Hospice Basics, Medications
June 13, 2024

Reinforcing Hospice Facts: Hospice and the Use of Morphine


The truth is that not everyone on hospice services receives morphine. The administration of morphine or any other medication in hospice care depends on the individual needs and symptoms of each patient. Morphine is commonly used in hospice care to manage severe pain and shortness of breath, but it is not given to all patients receiving hospice services.

What Is Morphine? Why Use It at All?

Morphine is a powerful, effective medication used to relieve severe pain and other symptoms. While a common misconception about morphine is that it is used primarily in hospice, morphine is also used in various other medical settings.

For example, morphine is often used in hospitals to manage pain after surgical procedures, accidents, fractures, or other traumatic injuries. Individuals who suffer a myocardial infarction (heart attack) may require morphine to manage severe chest pain and anxiety. In these settings, morphine is administered in the vein (IV) or subcutaneously (Sub Q). No matter the location of care—whether it is in a hospital, palliative care, or at home on hospice—the goal when administering morphine is to maximize patient comfort, ensure safety, and minimize the risk of side effects and/or complications. 

Individualized Plans of Care

Hospice care focuses on providing comfort and improving the quality of life for patients with advanced illnesses.
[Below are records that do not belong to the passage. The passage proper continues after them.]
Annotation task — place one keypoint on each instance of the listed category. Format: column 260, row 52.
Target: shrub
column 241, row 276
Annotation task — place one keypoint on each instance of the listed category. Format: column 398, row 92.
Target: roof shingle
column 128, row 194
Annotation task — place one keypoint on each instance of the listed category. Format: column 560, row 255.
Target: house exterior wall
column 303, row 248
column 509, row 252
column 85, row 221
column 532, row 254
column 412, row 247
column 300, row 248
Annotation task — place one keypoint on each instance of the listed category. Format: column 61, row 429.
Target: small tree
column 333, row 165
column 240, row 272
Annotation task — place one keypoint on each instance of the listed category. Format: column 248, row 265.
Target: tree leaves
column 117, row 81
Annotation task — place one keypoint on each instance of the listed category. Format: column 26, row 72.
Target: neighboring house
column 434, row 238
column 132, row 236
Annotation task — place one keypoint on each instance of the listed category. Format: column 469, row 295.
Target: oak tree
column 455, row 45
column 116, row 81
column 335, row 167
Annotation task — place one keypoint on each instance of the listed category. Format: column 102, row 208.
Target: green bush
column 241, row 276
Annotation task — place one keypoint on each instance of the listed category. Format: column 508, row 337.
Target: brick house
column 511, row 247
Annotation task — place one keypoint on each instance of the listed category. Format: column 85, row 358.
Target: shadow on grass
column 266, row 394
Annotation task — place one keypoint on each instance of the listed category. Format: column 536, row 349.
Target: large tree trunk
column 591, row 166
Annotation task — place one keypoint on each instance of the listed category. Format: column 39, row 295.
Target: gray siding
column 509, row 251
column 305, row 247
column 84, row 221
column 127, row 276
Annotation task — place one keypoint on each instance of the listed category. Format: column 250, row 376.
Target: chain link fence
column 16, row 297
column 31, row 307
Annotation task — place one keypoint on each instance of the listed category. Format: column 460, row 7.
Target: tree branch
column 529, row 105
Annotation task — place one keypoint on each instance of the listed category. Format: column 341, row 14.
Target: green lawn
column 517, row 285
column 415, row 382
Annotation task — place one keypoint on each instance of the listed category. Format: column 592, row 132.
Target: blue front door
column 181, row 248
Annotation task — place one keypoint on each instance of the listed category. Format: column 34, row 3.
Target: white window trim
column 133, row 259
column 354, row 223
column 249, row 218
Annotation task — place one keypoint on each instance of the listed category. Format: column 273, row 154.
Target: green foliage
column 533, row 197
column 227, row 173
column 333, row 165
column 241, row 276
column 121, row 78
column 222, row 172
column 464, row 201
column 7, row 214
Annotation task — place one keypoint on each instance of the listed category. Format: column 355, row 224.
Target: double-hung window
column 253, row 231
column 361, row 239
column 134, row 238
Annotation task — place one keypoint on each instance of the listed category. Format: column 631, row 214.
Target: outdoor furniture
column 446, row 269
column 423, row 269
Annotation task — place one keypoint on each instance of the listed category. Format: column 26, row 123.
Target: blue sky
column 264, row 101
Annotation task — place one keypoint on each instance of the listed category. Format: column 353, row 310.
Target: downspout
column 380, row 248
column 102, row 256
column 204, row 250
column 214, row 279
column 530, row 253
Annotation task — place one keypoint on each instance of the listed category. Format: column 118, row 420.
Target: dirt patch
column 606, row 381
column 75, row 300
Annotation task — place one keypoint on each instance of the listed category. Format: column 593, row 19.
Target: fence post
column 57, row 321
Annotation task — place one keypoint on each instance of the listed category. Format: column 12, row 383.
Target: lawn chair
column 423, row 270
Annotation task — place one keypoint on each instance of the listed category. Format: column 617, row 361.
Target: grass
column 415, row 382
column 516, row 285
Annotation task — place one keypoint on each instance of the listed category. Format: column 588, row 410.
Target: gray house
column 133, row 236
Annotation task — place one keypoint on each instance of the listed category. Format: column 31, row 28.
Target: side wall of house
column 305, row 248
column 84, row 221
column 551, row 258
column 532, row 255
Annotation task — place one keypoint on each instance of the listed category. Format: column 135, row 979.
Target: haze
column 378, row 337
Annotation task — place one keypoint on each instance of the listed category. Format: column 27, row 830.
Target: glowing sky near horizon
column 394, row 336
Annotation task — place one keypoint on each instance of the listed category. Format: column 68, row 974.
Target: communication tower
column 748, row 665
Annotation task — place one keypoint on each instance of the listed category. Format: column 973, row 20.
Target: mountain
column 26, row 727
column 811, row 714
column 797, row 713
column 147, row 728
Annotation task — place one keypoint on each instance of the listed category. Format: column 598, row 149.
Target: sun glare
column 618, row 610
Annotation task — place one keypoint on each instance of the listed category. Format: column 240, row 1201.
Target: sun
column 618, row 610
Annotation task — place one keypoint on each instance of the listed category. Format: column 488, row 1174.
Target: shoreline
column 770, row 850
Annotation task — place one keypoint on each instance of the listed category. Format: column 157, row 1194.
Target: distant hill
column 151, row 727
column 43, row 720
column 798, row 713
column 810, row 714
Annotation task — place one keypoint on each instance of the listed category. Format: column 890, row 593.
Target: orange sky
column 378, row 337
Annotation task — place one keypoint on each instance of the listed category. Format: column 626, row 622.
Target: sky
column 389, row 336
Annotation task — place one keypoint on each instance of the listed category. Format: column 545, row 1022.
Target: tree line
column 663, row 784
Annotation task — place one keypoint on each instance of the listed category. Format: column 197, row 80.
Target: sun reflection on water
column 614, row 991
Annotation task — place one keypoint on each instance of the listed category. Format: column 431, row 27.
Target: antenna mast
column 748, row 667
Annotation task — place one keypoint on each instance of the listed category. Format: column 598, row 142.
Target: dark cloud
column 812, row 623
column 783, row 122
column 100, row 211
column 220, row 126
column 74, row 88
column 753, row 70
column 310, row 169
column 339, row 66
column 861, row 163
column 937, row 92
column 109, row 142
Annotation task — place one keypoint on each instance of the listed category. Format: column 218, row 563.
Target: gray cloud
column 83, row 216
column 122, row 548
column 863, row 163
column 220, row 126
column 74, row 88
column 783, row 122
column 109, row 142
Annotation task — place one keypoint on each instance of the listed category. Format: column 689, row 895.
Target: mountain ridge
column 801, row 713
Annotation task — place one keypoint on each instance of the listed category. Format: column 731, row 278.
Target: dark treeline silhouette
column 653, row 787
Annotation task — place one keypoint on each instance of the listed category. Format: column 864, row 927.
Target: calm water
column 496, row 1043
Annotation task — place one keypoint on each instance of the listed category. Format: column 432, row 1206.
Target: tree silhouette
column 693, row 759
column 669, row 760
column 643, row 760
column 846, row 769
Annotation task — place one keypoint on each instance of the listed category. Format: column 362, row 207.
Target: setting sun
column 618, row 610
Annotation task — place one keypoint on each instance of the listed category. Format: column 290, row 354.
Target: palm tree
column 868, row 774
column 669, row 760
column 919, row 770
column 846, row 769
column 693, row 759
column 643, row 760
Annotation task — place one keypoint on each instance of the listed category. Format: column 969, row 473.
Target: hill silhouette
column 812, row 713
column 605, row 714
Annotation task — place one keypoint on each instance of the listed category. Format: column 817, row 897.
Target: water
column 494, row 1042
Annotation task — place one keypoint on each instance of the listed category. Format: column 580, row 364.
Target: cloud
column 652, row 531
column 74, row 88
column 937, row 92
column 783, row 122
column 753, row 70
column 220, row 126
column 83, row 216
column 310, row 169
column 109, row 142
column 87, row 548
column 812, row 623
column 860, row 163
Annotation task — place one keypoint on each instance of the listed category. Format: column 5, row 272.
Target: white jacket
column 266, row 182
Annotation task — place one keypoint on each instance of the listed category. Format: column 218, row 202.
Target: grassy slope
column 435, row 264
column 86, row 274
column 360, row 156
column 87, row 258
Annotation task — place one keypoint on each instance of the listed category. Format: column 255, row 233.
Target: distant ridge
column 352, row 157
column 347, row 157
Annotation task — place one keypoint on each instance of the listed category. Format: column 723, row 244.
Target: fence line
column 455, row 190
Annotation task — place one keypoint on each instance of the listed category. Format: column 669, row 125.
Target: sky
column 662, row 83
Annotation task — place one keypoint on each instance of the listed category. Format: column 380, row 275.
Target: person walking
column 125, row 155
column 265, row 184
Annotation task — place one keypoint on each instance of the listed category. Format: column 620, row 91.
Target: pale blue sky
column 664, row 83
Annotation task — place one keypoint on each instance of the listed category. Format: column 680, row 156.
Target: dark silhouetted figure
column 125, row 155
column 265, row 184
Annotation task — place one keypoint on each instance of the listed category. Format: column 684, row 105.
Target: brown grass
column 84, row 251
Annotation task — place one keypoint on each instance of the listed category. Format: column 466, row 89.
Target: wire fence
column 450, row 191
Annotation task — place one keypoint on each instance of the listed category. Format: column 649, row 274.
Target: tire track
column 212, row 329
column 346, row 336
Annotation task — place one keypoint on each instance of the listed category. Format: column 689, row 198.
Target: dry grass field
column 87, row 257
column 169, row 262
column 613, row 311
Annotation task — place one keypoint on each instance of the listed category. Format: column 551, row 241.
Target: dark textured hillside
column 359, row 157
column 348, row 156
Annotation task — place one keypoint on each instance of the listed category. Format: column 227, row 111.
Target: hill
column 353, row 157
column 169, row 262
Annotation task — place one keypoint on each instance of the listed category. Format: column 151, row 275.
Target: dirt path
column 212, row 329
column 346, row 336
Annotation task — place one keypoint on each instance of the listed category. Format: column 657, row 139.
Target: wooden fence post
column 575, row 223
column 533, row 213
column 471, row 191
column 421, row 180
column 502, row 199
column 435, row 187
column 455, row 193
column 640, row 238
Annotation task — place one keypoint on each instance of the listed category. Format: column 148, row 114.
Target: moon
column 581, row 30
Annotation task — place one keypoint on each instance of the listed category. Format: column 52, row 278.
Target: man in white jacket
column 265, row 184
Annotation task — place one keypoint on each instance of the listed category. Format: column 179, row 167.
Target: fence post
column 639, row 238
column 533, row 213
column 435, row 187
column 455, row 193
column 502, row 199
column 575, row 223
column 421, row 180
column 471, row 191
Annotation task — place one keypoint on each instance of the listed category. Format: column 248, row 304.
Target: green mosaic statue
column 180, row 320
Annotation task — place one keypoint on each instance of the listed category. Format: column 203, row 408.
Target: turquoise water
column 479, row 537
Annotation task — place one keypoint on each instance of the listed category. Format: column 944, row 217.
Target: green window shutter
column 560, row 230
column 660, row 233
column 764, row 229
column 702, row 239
The clinical care team, which typically includes doctors, nurses, and other healthcare professionals, works closely with the patient and their family to determine what their care goals, wishes, and preferences are and develops a personalized care plan that addresses the patient's specific symptoms. This individualized care plan may or may not include morphine, depending on what is best for the patient's comfort and symptom management. If the care plan does include morphine, the dosage is carefully titrated to achieve symptom relief and comfort while minimizing side effects.

To empower patients and families in their serious illness continuum and ease their concerns about the common misconceptions of hospice care and the use of morphine, the VITAS clinical team provides ongoing education focused on the patient’s symptoms and on the medication(s) prescribed. As families receive this education and support, they have opportunities to ask questions and learn what to expect. This may include discussing how morphine works, its benefits, potential side effects, and more.

How Pain Medications Help Hospice Patients

Contrary to common beliefs, hospice is not the end. It's not giving up. It's the beginning of a new journey. When morphine or other pain medications are prescribed appropriately, patients can experience relief from pain, leading to better quality of life. The hospice clinical care team works diligently with expertise and compassion so patients can spend the time they have left enjoying the people and things they love most. 

Why Reinforcing Hospice Facts Is Important

Many people have misconceptions about hospice care, such as believing it is only for the very last days of life or that it means giving up on treatment. Research published in the Journal of Pain and Symptom Management found that Medicare beneficiaries who opted for hospice care lived an average of 29 days longer than similar patients who did not take advantage of hospice.1 In reality, “greater utilization of hospice during the last six months of life is associated with improved patient experience and clinical outcomes.”2

Reinforcing the facts about hospice can help correct these misunderstandings. Hospice-eligible patients deserve to have the opportunity to receive accurate and timely information about the Medicare Hospice Benefit and their right to access it earlier in their disease trajectory. Making timely, informed decisions about end-of-life can help families prepare and align care with the patient’s care goal wishes, values, and preferences.

1 Connor, S., et al. (2007). Comparing hospice and nonhospice patient survival among patients who die within a three-year window. Journal of Pain and Symptom Management, 33(3), 238-246.
2 Kleinpell, et al. (2019). Exploring the association of hospice care on patient experience and outcomes of care. BMJ Supportive & Palliative Care, 9(1), e13-e13.